Research by hotel booking platform, hoo, has revealed that while coastal staycations have been in high demand during the summer months, the capital is poised to bounce back as the go-to destination of choice for many domestic tourists as the nights draw in and the temperature drops.
hoo’s research found that just 6% of people would opt for a trip to London over a coastal location during the summer, however, as we head into autumn this increases to 29% suggesting an influx of tourism activity could be on the way.
Prior to the pandemic, London reigned supreme as the most visited city in Britain. In fact, there were almost 4m holiday trips to the capital each year on average between 2017-2019, nearly 3m more than Scarborough – the second most popular spot for a pre-pandemic staycation.
That’s more holidays to London than UK travellers took to Mallorca and the Algarve combined, and considerably higher than the number of trips taken to Ibiza, Benidorm and Crete.
2019 also saw the capital accommodate 12.2m overnight stays and 281m day trips, by far the most of any British region.
However, research by hoo found that while lockdown restrictions were in place preventing restaurants, bars, shops and clubs from opening, 87% of people stated they were much less likely to visit a major city like London.
Despite restrictions being lifted, 34% still stated they were much less likely to visit a major city for leisure reasons.
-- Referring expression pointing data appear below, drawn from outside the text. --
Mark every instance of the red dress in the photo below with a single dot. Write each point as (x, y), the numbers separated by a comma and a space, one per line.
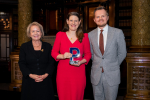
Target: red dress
(71, 80)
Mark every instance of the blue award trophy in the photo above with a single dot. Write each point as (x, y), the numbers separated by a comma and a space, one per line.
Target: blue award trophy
(74, 55)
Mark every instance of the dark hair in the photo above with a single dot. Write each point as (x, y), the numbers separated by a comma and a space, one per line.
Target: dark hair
(101, 8)
(79, 32)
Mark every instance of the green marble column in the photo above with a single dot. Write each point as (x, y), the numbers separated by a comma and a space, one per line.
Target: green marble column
(140, 22)
(24, 19)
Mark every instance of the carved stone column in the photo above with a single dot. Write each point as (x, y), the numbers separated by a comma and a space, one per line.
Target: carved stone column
(24, 19)
(138, 57)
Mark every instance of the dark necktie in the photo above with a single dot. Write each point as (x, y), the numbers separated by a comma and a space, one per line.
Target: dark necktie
(101, 45)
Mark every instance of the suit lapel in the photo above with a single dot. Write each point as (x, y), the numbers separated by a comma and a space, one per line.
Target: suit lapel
(95, 39)
(31, 48)
(110, 35)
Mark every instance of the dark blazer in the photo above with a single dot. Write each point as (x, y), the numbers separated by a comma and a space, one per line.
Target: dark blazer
(30, 63)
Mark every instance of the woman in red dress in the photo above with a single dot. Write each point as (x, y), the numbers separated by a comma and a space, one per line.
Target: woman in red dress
(71, 79)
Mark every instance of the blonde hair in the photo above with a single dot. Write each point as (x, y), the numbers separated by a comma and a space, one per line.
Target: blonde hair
(36, 24)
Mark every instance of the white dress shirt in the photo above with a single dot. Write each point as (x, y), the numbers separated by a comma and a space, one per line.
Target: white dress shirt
(105, 31)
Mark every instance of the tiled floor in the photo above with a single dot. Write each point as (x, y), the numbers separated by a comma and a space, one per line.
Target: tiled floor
(7, 95)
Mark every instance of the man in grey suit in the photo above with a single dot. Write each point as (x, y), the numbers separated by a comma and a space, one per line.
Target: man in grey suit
(108, 50)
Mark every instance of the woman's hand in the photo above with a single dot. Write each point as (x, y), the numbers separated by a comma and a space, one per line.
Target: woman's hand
(44, 76)
(67, 55)
(37, 78)
(78, 64)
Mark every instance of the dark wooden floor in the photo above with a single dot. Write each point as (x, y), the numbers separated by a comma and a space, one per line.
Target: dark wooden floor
(5, 80)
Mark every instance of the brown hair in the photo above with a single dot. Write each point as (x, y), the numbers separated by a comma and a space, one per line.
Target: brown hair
(101, 8)
(36, 24)
(79, 32)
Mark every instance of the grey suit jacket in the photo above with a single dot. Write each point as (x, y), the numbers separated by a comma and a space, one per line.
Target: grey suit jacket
(114, 54)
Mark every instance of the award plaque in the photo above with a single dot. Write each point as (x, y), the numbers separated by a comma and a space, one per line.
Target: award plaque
(74, 55)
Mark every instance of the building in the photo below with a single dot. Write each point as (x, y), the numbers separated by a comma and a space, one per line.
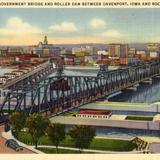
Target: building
(93, 114)
(131, 52)
(153, 50)
(118, 50)
(43, 49)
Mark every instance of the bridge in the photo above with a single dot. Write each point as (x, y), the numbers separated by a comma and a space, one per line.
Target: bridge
(35, 74)
(54, 95)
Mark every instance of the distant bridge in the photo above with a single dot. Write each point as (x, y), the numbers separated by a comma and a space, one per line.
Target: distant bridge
(57, 94)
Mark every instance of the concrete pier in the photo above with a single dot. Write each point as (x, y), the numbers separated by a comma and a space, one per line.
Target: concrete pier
(148, 81)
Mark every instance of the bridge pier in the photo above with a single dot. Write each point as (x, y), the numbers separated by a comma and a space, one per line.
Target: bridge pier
(133, 88)
(157, 77)
(148, 81)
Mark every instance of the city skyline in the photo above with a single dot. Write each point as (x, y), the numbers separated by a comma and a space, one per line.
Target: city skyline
(72, 26)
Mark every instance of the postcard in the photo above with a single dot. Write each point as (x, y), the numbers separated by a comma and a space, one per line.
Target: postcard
(79, 79)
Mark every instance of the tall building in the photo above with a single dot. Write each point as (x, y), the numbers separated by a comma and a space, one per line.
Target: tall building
(45, 49)
(118, 50)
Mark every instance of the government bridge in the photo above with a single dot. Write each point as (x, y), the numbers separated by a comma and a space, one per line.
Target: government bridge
(53, 95)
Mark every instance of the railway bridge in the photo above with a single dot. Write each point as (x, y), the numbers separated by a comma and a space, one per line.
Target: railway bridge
(54, 95)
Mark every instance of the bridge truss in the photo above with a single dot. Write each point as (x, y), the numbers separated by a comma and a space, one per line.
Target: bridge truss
(60, 93)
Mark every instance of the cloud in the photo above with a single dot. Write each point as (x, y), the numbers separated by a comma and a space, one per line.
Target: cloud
(112, 34)
(96, 23)
(15, 26)
(64, 27)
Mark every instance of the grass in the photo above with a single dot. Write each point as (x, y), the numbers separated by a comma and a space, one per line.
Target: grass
(60, 151)
(97, 143)
(139, 118)
(69, 114)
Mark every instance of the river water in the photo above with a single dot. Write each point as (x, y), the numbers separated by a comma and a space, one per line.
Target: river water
(145, 93)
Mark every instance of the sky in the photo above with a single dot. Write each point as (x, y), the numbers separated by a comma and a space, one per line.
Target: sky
(70, 26)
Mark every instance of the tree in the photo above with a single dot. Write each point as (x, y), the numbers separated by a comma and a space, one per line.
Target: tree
(17, 121)
(82, 136)
(37, 125)
(56, 133)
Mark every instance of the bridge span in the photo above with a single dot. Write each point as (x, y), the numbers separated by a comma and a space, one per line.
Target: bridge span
(56, 94)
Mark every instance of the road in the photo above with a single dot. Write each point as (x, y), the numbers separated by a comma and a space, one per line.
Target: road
(4, 149)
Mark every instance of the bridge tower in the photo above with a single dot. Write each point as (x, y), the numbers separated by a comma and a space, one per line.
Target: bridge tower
(45, 40)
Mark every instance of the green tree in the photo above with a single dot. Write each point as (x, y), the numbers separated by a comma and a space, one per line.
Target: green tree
(56, 133)
(17, 121)
(82, 136)
(37, 125)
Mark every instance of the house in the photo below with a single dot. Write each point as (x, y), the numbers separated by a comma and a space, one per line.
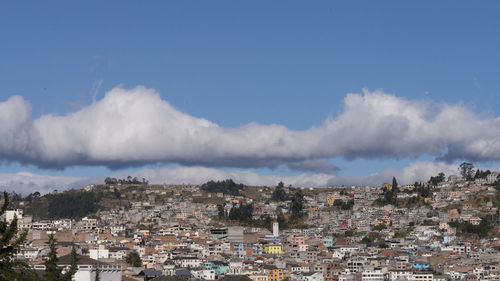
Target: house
(87, 269)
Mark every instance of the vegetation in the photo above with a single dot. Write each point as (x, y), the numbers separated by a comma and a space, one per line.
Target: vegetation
(482, 230)
(389, 196)
(466, 170)
(241, 213)
(73, 204)
(134, 259)
(128, 180)
(297, 204)
(343, 205)
(53, 272)
(11, 269)
(481, 174)
(279, 194)
(437, 179)
(226, 186)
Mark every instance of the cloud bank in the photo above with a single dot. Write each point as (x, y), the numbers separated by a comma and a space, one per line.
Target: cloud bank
(133, 127)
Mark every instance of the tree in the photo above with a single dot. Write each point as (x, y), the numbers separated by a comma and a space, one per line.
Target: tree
(73, 266)
(437, 179)
(52, 271)
(10, 268)
(466, 170)
(134, 259)
(395, 188)
(97, 273)
(279, 193)
(221, 211)
(297, 204)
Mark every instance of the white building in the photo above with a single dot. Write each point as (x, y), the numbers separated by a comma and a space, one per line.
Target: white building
(276, 229)
(10, 214)
(87, 269)
(373, 275)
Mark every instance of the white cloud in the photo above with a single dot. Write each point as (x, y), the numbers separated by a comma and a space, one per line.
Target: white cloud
(133, 127)
(25, 183)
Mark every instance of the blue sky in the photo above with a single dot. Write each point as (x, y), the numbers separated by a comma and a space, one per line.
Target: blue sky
(290, 63)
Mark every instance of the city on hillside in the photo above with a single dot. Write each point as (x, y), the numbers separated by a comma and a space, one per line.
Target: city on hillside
(446, 228)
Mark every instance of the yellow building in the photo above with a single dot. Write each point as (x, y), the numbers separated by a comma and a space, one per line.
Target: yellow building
(275, 274)
(273, 249)
(383, 221)
(330, 199)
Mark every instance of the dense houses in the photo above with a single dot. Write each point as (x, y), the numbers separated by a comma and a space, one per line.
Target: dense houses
(181, 236)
Although the good news is that 47% are now somewhat, or much more likely to take a trip to a major city and there are already signs that London is starting to regain its buzz.
Prior to the pandemic (2019), an estimated 1.4bn people used the London Underground to traverse the capital. The equivalent of 31% of all global airline passengers during the same period, enough to fill almost 12m flights.
That’s around 107m of us taking to the tube in a single month and while the pandemic saw this decline to a low of 5.7m in spring last year, the latest data shows that tube travel has returned to just shy of 50m monthly passengers – signs that London is starting to see a return to normality.
This will be welcome news for the capital’s tourism and hospitality sectors with British holidaymakers spending an average of £1.125bn a year between 2017 and 2019, with the expenditure generated by domestic day visits alone during 2019 generating £14.5bn
hoo Co-founder, Adrian Murdock, commented:
“London tourism has been hit extremely hard by the pandemic, with various lockdowns and other ongoing restrictions ensuring the majority of potential visitors have stayed away.
Only time will tell as to the true extent of the damage caused but the important thing now is that we look forward.
Having played second fiddle to coastal staycations throughout the summer months, London is now poised to make a significant return to form as the temperature drops and the days get shorter.
Fingers crossed, this should soon see London regain the title as our most visited city, with the resulting uplift in tourism spend also warmly welcomed by those still fighting to survive.”